Di certo il marchio ’80, in questi pezzi di cui abbiamo parlato finora, è evidentissima: ormai Casablancas non sembra pensare ad altro dal suo disco solista del 2009, Phrazes For The Young, in poi (non sono però molto d’accordo che questo Comedown Machine ricalchi quel disco, come scrivono in giro, è evidente che lì ci fu una mano elettronica molto più pesante). Addirittura si è pensato persino di omaggiare la figura più emblematica di quegli anni, Michael Jackson, con il primo pezzo del disco, Tap Out (introdotta da una schizofrenica chitarra che potrebbe far pensare di tutto, ma non quello che sta arrivando): ascoltandolo si potrebbe immaginare un tipica discoteca di quegli anni dove la gente si esibiva nelle più strambe imitazioni del Re del Pop.

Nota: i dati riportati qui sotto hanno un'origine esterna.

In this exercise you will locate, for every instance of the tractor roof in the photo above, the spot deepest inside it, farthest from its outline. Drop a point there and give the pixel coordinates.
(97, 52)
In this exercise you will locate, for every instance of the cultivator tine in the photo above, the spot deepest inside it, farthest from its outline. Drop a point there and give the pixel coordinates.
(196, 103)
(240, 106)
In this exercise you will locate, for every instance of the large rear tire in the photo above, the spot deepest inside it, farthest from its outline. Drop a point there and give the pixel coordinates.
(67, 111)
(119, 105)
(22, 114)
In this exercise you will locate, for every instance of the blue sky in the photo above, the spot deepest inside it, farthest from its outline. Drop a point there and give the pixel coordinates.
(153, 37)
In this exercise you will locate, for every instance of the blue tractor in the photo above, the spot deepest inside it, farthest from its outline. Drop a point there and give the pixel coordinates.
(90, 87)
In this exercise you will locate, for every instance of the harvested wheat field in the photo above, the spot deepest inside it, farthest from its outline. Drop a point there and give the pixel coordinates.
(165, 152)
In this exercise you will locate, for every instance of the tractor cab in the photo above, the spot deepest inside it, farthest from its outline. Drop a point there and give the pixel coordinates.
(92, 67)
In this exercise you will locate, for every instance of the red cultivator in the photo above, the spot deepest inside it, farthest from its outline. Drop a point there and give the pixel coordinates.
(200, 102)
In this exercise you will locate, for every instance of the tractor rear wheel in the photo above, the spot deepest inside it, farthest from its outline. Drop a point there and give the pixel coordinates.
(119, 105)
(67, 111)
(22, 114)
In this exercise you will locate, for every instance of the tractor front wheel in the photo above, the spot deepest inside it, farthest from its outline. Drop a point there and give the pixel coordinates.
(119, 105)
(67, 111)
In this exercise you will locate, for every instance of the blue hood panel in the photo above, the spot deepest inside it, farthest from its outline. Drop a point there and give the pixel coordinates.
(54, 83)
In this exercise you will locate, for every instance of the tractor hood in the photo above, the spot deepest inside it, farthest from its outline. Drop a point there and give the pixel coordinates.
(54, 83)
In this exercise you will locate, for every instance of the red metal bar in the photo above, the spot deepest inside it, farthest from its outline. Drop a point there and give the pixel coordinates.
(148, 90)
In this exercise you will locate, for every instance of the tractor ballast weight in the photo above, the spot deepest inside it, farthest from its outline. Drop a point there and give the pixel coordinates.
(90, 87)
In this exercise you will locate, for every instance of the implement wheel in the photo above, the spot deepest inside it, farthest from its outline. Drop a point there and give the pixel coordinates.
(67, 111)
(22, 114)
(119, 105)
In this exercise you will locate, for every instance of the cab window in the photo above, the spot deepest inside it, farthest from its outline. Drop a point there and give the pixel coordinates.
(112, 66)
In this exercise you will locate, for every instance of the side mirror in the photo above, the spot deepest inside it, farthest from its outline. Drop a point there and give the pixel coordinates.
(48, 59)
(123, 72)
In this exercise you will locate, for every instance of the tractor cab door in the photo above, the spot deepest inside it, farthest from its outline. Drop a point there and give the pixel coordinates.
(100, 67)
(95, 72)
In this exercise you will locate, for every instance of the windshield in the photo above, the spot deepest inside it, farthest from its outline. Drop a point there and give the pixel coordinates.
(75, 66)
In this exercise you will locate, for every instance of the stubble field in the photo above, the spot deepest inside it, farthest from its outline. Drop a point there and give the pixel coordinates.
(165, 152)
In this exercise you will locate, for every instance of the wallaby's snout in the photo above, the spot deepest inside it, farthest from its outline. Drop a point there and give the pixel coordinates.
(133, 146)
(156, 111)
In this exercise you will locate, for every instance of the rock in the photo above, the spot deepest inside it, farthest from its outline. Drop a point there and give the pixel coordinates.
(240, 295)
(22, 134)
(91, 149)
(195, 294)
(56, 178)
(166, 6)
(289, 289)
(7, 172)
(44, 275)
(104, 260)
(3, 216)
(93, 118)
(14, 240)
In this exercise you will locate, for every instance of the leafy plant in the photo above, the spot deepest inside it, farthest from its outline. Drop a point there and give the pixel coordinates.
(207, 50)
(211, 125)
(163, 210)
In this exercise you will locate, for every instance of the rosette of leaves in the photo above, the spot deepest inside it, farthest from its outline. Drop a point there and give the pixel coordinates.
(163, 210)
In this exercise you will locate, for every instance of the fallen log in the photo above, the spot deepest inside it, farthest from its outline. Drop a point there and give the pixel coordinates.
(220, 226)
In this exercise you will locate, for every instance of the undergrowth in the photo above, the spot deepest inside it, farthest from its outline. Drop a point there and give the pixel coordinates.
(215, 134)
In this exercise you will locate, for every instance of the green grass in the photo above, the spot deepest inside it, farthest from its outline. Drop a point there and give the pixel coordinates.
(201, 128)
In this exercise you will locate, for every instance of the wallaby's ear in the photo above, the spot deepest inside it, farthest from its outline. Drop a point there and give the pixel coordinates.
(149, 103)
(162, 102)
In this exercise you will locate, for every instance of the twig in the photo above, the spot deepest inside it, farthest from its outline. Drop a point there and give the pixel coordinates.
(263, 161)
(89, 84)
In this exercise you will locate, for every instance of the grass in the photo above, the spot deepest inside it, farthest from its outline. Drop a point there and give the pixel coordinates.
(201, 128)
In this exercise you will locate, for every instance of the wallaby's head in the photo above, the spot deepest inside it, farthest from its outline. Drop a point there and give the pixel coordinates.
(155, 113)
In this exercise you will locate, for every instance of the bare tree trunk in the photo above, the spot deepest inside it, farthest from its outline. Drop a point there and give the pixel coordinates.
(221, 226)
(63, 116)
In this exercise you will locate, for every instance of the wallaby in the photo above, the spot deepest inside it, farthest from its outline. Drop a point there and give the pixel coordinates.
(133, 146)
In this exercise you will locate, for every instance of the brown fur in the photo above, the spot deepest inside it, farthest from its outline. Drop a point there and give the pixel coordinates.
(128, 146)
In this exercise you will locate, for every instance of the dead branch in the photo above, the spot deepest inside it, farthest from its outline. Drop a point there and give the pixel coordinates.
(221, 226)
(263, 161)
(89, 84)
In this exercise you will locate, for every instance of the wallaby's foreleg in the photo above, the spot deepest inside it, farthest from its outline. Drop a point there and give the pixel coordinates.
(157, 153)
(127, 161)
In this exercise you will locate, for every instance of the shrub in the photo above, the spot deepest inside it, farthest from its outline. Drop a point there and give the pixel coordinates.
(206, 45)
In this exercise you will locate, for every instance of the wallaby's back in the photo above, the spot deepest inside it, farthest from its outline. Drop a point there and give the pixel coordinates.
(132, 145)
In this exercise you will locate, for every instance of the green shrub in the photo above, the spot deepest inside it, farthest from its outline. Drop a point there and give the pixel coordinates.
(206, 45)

Il funk di Welcome to Japan (che ricorda i Red Hot Chili Peppers più docili di By the Way), e pezzi come Slow Animals e Happy Ending vanno nella stessa direzione. Non possiamo dire ancora se il futuro degli Strokes è questo, ma per ora il punto raggiunto ci dice che è la maggior parte del loro presente.
Ci sono anche pezzi che fanno da cerniera con i tempi andati: All The Time, che serve a tenere il punto sul sound Strokes dei primi tre dischi; 50 50, un pezzo quasi da Iggy Pop & The Stooges con cui si vogliono omaggiare gli ascolti musicali che ispirarono il primo disco. E poi una chicca come Call It Fate Call It Karma, collocato come pezzo finale per distinguerlo dagli altri per il suo particolarissimo sound da Sud America degli anni ’30, un pezzo dichiaratamente ispirato al progetto solista di Fab Moretti, i Little Joy.
Tutte le osservazioni fatte finora potrebbero farci concludere che più di ogni altro disco degli Strokes, Comedown Machine sintetizza il significato ambiguo della parola inglese “stroke”, che in italiano si può tradurre sia con “colpo” che con “carezza”: alcune canzoni forti come un colpo (All The Time, 50 50, Partners in Crime, One Way Trigger) altre dolci come una carezza (80’s Comedown Machine, Chances, Call It Fate Call It Karma). Non che già in altri dischi non ci fossero pezzi più o meno forti, però qui si hanno estremi sia in un senso che nell’altro.
In conclusione, un disco che piacevole da ascoltare. Nessuno dei dischi successivi a Is This It è stato forse altrettanto esaltante, ma nulla può impedire di pensare che il prossimo disco li proietti verso qualcosa di ancora più ardito, a maggior ragione un buon disco come questo.